WE haven’t had a cuddly IRA movie in a long time.
There was a time when such misfires were sprayed all over cinema screens (Blown Away, The Devil’s Own, and A Prayer for the Dying) but thankfully we have moved on in more ways than one, and such thundering wrecks are a thing of the past.
Well, at least, I thought they were.
In the Land of Saints and Sinners, streaming now on Netflix, has got it terribly wrong. Like so many films focused around the Troubles, it lacks realism, historical accuracy, and is unashamedly romanticised with a dewy-eyed plot and one-dimensional characters.
Directed by Robert Lorenz, this action thriller is as clichéd as the bevvy of single unvetted Irish males holding court in the film’s pub scenes. Complete with big Calvita cheese-eating grins and nodding in unison to diddly-eye while supping pints of plain, they look like they were sedated and tweed caps placed on their heads after walking on set.
You would swear the whole rural ‘céad míle fáilte’ schtick was filmed by Tourism Ireland to get American bottoms onto Aer Lingus seats and jetting across the pond to the auld Emerald Isle to spend their bucks.
Liam Neeson plays the role of Finbar Murphy, a huggable, good-hearted hitman that decides it is time to put away his Armalite rifle and instead plant a flower garden. His days of putting limey soldiers in the ground are behind him and the only thing he wants to bury now are tulip bulbs.

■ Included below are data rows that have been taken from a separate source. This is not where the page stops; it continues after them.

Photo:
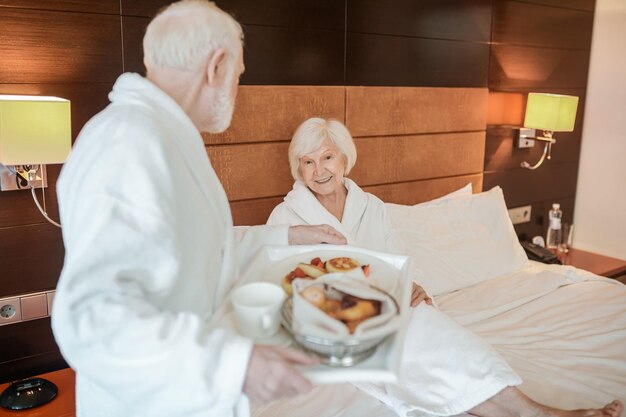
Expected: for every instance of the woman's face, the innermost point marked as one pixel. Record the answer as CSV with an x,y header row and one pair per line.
x,y
323,169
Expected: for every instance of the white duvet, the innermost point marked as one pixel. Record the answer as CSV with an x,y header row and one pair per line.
x,y
561,329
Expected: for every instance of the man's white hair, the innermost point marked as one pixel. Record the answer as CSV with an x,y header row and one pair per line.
x,y
309,137
185,33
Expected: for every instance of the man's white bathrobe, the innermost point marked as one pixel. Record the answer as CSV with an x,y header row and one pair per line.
x,y
150,254
446,370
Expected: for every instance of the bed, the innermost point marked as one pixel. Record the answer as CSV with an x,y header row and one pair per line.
x,y
562,330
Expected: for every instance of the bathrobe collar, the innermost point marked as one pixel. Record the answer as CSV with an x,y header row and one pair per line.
x,y
303,202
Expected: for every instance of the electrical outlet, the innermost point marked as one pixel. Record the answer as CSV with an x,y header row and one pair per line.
x,y
520,214
525,139
34,306
10,311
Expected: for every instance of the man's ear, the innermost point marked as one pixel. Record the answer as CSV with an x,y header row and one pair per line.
x,y
216,60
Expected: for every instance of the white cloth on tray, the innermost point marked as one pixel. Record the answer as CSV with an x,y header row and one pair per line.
x,y
446,370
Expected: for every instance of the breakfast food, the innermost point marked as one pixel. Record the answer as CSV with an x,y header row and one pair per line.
x,y
350,310
315,296
343,264
316,268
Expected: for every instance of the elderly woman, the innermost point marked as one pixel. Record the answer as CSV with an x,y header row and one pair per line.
x,y
447,370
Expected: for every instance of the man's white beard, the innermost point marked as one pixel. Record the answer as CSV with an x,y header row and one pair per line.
x,y
223,110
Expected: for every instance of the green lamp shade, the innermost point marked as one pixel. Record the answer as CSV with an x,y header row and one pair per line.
x,y
34,130
553,112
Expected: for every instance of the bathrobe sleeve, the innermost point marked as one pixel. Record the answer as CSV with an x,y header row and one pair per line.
x,y
130,312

There’s a great supporting cast including Kerry Condon, Ciarán Hinds, Jack Gleeson, Colm Meaney, and Niamh Cusack, but it is the dramatic Donegal landscape with mountainous backdrops carved out by weighty Atlantic swells and wild gales that really steals the show.
Lorenz goes for a cowboy movie feel set in the foothills of the Derryveagh Mountains, but for all its Shane and High Noon aspirations, In the Land of Saints and Sinners is comes across about as thrilling as an episode of Ballykissangel.